Pendant près de quatre ans, les journées de Vladimir Miladinovic ont commencé irrémédiablement par un même rituel: un café et le journal d’un des criminels de guerre les plus notoires des Balkans, Ratko Mladic.
Mot pour mot, l’artiste-plasticien a recopié laborieusement, à la main, 400 pages de ce journal, qui débute en 1992, sur de grands papiers blancs qui tapissent désormais les murs de la galerie Eugster à Belgrade.
Rédigées dans un langage strictement militaire, les notes de Ratko Mladic ne sont pas des griffonnages fous auxquels on pourrait s’attendre d’un homme souvent qualifié de « personnification du mal ». Il s’agit plutôt de notes résumées et soignées, touchant à la politique, à des questions militaires, avec de sobres commentaires et remarques.
« Au final, nous pourrions dire que c’est même banal, un langage banal qui ne dit rien, mais en même temps dit pas mal de choses », explique à l’AFP Vladimir Miladinovic.
Les plaies des conflits restent ouvertes
Récrire le journal était « une démarche visant à se confronter au passé sur lequel nous sommes toujours obligés de nous pencher aujourd’hui, 25 ans après la guerre », ajoute le plasticien de 39 ans.
Car si la justice fait son chemin, les plaies des conflits qui ont déchiré l’ex-Yougoslavie restent ouvertes.
Certes, Mladic a été condamné en 2017 par la justice internationale à la perpétuité notamment pour le génocide de Srebrenica à la fin du conflit en Bosnie (1992-95) – son procès en appel doit débuter le 25 août.
Mais l’héritage de l’ex-chef militaire des Serbes de Bosnie, aujourd’hui âgé de 77 ans, reste un sujet de controverses.
Des Serbes le considèrent comme un héros
De nombreux Serbes le considèrent en effet toujours comme un héros et reprochent à la justice internationale d’avoir réduit les conflits des années 1990 à une lutte du bien contre le mal.

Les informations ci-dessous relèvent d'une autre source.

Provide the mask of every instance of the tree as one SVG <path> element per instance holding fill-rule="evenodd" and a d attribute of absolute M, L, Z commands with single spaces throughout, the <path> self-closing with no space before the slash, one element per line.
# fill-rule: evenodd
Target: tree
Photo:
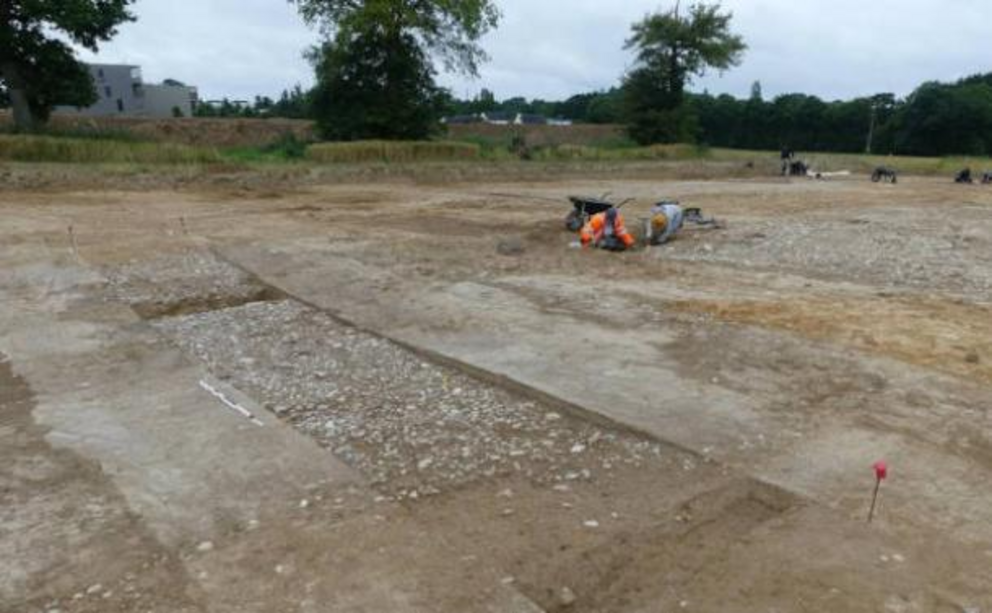
<path fill-rule="evenodd" d="M 747 48 L 730 32 L 732 17 L 721 13 L 719 4 L 694 4 L 686 16 L 676 6 L 634 24 L 626 48 L 637 55 L 624 79 L 628 131 L 634 140 L 649 144 L 694 138 L 696 116 L 685 104 L 686 86 L 710 68 L 738 65 Z"/>
<path fill-rule="evenodd" d="M 764 92 L 761 89 L 761 81 L 755 81 L 751 84 L 751 100 L 757 100 L 758 102 L 763 102 L 765 99 Z"/>
<path fill-rule="evenodd" d="M 10 94 L 14 123 L 30 130 L 58 104 L 89 106 L 96 90 L 71 41 L 96 51 L 117 26 L 133 20 L 133 0 L 23 0 L 0 2 L 0 74 Z"/>
<path fill-rule="evenodd" d="M 314 115 L 325 137 L 422 138 L 443 105 L 433 59 L 475 76 L 492 0 L 290 0 L 326 40 L 311 51 Z M 342 125 L 347 124 L 347 125 Z"/>
<path fill-rule="evenodd" d="M 422 139 L 437 126 L 440 90 L 410 34 L 371 28 L 318 55 L 314 110 L 326 139 Z"/>

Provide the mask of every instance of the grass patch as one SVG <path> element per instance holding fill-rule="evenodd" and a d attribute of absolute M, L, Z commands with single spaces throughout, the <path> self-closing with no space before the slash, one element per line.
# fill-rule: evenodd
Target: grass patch
<path fill-rule="evenodd" d="M 709 157 L 709 150 L 696 145 L 653 145 L 651 147 L 592 147 L 583 145 L 558 145 L 538 147 L 530 152 L 537 161 L 595 161 L 622 162 L 625 160 L 701 160 Z"/>
<path fill-rule="evenodd" d="M 451 162 L 477 160 L 480 152 L 473 143 L 356 141 L 311 145 L 307 159 L 324 164 Z"/>
<path fill-rule="evenodd" d="M 215 149 L 102 138 L 0 135 L 0 160 L 62 164 L 208 164 Z"/>
<path fill-rule="evenodd" d="M 286 132 L 275 141 L 262 147 L 235 147 L 224 151 L 224 158 L 232 162 L 279 163 L 297 162 L 307 156 L 307 141 L 292 132 Z"/>
<path fill-rule="evenodd" d="M 721 162 L 779 163 L 778 154 L 773 151 L 748 151 L 742 149 L 713 149 L 710 159 Z M 865 155 L 859 153 L 800 153 L 814 171 L 836 172 L 849 170 L 853 173 L 870 174 L 879 166 L 888 166 L 904 175 L 953 175 L 962 168 L 984 172 L 992 168 L 992 160 L 986 157 L 913 157 L 905 155 Z"/>

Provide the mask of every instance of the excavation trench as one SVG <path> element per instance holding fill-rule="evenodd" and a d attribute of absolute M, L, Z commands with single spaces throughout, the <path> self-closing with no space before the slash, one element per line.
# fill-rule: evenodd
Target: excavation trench
<path fill-rule="evenodd" d="M 850 560 L 831 557 L 841 555 L 834 535 L 864 528 L 795 493 L 361 329 L 235 262 L 217 257 L 204 267 L 215 273 L 179 288 L 149 275 L 160 294 L 144 301 L 163 306 L 150 325 L 358 470 L 380 499 L 399 503 L 403 515 L 391 521 L 412 522 L 463 560 L 465 576 L 453 584 L 472 585 L 482 565 L 543 610 L 620 613 L 749 591 L 786 606 L 797 590 L 823 591 L 802 583 L 817 572 L 848 582 L 852 594 L 873 589 L 848 576 Z M 225 297 L 217 287 L 236 289 Z M 874 546 L 874 536 L 855 538 Z M 857 549 L 841 553 L 863 555 Z M 751 576 L 752 556 L 791 575 Z M 727 576 L 739 585 L 725 585 Z M 847 593 L 823 602 L 859 610 Z"/>

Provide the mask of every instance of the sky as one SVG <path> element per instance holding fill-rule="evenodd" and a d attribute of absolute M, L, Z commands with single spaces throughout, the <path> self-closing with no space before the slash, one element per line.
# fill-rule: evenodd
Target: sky
<path fill-rule="evenodd" d="M 673 0 L 495 0 L 499 28 L 477 79 L 439 75 L 459 97 L 564 99 L 619 82 L 631 62 L 630 25 Z M 696 91 L 744 97 L 802 92 L 832 100 L 992 71 L 988 0 L 724 0 L 749 49 L 740 66 L 697 79 Z M 206 100 L 275 97 L 312 71 L 319 40 L 285 0 L 137 0 L 138 21 L 86 61 L 142 66 L 147 82 L 174 78 Z"/>

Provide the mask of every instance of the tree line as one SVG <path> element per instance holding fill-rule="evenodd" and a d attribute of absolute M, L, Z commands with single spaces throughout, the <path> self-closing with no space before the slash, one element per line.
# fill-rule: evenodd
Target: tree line
<path fill-rule="evenodd" d="M 487 60 L 479 41 L 496 28 L 494 0 L 288 0 L 322 42 L 307 52 L 316 75 L 278 99 L 201 105 L 200 116 L 309 118 L 331 140 L 427 138 L 439 118 L 501 111 L 578 123 L 616 123 L 641 144 L 914 155 L 992 153 L 992 73 L 925 83 L 893 94 L 824 101 L 787 94 L 766 100 L 693 93 L 709 70 L 737 66 L 746 52 L 732 14 L 696 3 L 646 16 L 631 27 L 634 63 L 615 87 L 562 101 L 497 101 L 483 90 L 458 100 L 439 87 L 439 69 L 477 76 Z M 0 104 L 19 127 L 44 125 L 55 105 L 87 106 L 92 81 L 71 41 L 96 50 L 134 16 L 133 0 L 0 3 Z M 55 35 L 53 33 L 58 33 Z"/>

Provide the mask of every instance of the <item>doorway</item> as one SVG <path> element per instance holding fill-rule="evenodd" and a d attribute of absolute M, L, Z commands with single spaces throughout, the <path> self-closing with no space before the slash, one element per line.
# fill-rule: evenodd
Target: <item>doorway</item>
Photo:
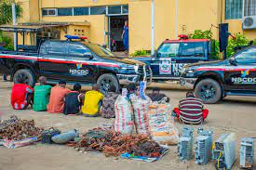
<path fill-rule="evenodd" d="M 121 36 L 125 21 L 128 20 L 128 15 L 109 16 L 110 49 L 114 52 L 125 51 Z"/>

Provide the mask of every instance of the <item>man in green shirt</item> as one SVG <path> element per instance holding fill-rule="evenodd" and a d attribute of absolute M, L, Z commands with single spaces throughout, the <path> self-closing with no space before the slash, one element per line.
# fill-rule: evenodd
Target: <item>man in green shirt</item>
<path fill-rule="evenodd" d="M 51 86 L 47 85 L 47 77 L 39 77 L 40 85 L 34 87 L 34 111 L 47 111 L 47 104 L 49 102 L 49 95 Z"/>

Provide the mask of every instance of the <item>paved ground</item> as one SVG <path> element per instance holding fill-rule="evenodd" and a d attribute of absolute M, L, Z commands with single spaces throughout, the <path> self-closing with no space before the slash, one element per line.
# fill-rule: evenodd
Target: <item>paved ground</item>
<path fill-rule="evenodd" d="M 169 88 L 173 85 L 157 85 Z M 34 119 L 39 126 L 58 127 L 61 130 L 77 128 L 81 133 L 100 125 L 101 123 L 111 123 L 114 120 L 102 118 L 86 118 L 78 116 L 64 116 L 62 114 L 49 114 L 47 112 L 35 112 L 28 111 L 13 111 L 9 104 L 10 83 L 0 81 L 0 111 L 2 118 L 6 119 L 11 114 L 19 115 L 22 119 Z M 171 99 L 175 107 L 179 99 L 182 98 L 185 91 L 164 90 Z M 237 137 L 236 155 L 238 156 L 239 138 L 242 137 L 256 137 L 256 98 L 232 97 L 222 102 L 209 105 L 209 116 L 203 124 L 205 128 L 214 131 L 214 139 L 222 133 L 235 132 Z M 176 124 L 179 130 L 182 125 Z M 197 128 L 198 126 L 195 126 Z M 256 152 L 256 150 L 255 150 Z M 255 160 L 256 163 L 256 160 Z M 238 168 L 236 161 L 233 169 Z M 256 165 L 256 164 L 255 164 Z M 177 147 L 170 147 L 170 151 L 156 163 L 141 163 L 116 158 L 106 158 L 102 154 L 79 153 L 73 148 L 60 145 L 36 144 L 18 149 L 7 149 L 0 147 L 0 170 L 78 170 L 78 169 L 209 169 L 213 170 L 213 163 L 208 165 L 195 165 L 194 161 L 181 163 L 177 157 Z"/>

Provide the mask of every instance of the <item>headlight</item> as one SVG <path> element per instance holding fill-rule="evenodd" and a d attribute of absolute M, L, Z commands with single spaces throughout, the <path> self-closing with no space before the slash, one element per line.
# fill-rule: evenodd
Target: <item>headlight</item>
<path fill-rule="evenodd" d="M 138 72 L 139 66 L 138 65 L 122 65 L 121 70 L 123 71 L 132 71 Z"/>
<path fill-rule="evenodd" d="M 187 73 L 193 73 L 193 72 L 194 72 L 194 71 L 191 70 L 191 69 L 187 69 L 185 72 L 186 72 Z"/>
<path fill-rule="evenodd" d="M 192 76 L 194 75 L 194 70 L 192 69 L 188 69 L 188 68 L 183 68 L 182 71 L 182 74 L 183 75 L 187 75 L 187 76 Z"/>

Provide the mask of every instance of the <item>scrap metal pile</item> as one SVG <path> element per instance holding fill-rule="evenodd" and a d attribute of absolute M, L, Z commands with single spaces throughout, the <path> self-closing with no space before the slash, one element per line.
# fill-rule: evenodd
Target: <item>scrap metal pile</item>
<path fill-rule="evenodd" d="M 21 120 L 12 115 L 0 124 L 0 139 L 21 140 L 41 136 L 44 128 L 37 127 L 34 120 Z"/>
<path fill-rule="evenodd" d="M 162 151 L 162 147 L 146 136 L 122 135 L 101 127 L 89 130 L 79 141 L 73 142 L 69 146 L 82 152 L 101 151 L 106 156 L 120 156 L 128 152 L 134 156 L 159 157 Z"/>

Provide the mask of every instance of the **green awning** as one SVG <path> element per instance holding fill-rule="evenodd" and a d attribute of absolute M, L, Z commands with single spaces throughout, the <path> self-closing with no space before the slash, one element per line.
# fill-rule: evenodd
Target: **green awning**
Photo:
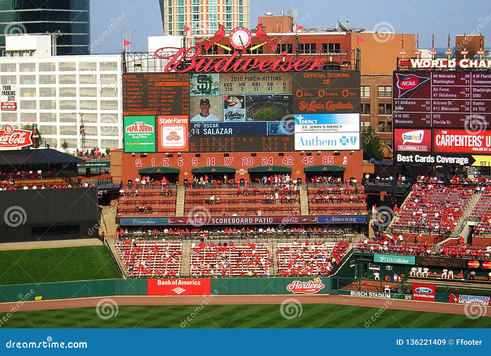
<path fill-rule="evenodd" d="M 325 165 L 312 165 L 310 167 L 305 167 L 303 168 L 303 172 L 344 172 L 346 168 L 340 165 L 332 165 L 330 164 L 326 164 Z"/>
<path fill-rule="evenodd" d="M 251 167 L 247 170 L 247 173 L 277 172 L 291 173 L 292 168 L 284 165 L 258 165 Z"/>
<path fill-rule="evenodd" d="M 214 165 L 211 167 L 197 167 L 191 169 L 191 173 L 235 173 L 235 168 Z"/>
<path fill-rule="evenodd" d="M 151 173 L 179 173 L 181 170 L 178 168 L 172 167 L 148 167 L 138 170 L 138 174 L 149 174 Z"/>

Le gouvernement serbe, qui coopère à contre-cœur avec le Tribunal de La Haye, n’a jamais renié Mladic, ni reconnu le génocide de Srebrenica.
En juillet 1995, les troupes de Mladic y ont massacré systématiquement 8.000 hommes et garçons musulmans.
Des archives, témoignant du passé turbulent de son pays
Lorsque le Tribunal pénal international pour l’ex-Yougoslavie (TPIY) a condamné Mladic, le président serbe Aleksandar Vucic a appelé à « se tourner vers l’avenir ».
Miladinovic a lui choisi d’emprunter une autre voie en examinant au quotidien des archives, entrant dans le moindre détail du passé turbulent de son pays.
Dans ses œuvres précédentes, l’artiste avait déjà recopié des documents et journaux, tels qu’une liste d’objets découverts dans les fosses communes liées au conflit au Kosovo (1998-99).
Sa dernière exposition, intitulée « le carnet », n’est toutefois que la dernière incarnation en date du journal qui a sa propre histoire.
Il comprend en tout 18 cahiers, découverts par des enquêteurs du TPIY il y a dix ans derrière un faux mur dans le foyer de la femme de Mladic.
A l’époque, le général est encore en cavale et ne sera arrêté qu’en 2011 après 16 ans de clandestinité.
Ecrit en serbe à la main, en alphabet cyrillique, il est alors transformé en une version numérique par une équipe de graphologues et ensuite traduit en anglais et en français pour les besoins du TPIY.
Le journal répertorie le nombre exact de Serbes
Dans le cadre de son projet, Miladinovic a retraduit ces textes en serbe depuis l’anglais.
Une des entrées du journal répertorie le nombre exact de Serbes dans différentes villes de la Bosnie, un décompte qui fait penser au nettoyage ethnique qui s’en est suivi lorsque Mladic a mis en forme l’entité à majorité serbe dans des régions également habitées avant le conflit par des Croates et des Musulmans.
« Nous avons un Etat à portée de main, il faut juste le saisir », écrit-il en rapportant une conversation avec Momcilo Krajisnik, un leader politique des Serbes de Bosnie lui aussi condamné par la justice internationale.
Les points de vue personnels de Mladic sont difficiles à déceler. A un moment, il écrit sous les mots « ma contribution » une liste de choses nécessaires au peuple serbe en Bosnie.
Les mots « Unité », « main d’oeuvre et officiers », « des fonds pour mener la guerre » et « alliés » figurent sur cette liste.
L’exposition de la galerie Eugsberg a suscité plus d’intérêt à l’étranger, ce qui ne surprend pas Vladimir Miladinovic. « Elle s’efforce de faire le contraire de ce que la société veut faire, oublier, nier, effacer des sujets aussi importants du passé », dit-il.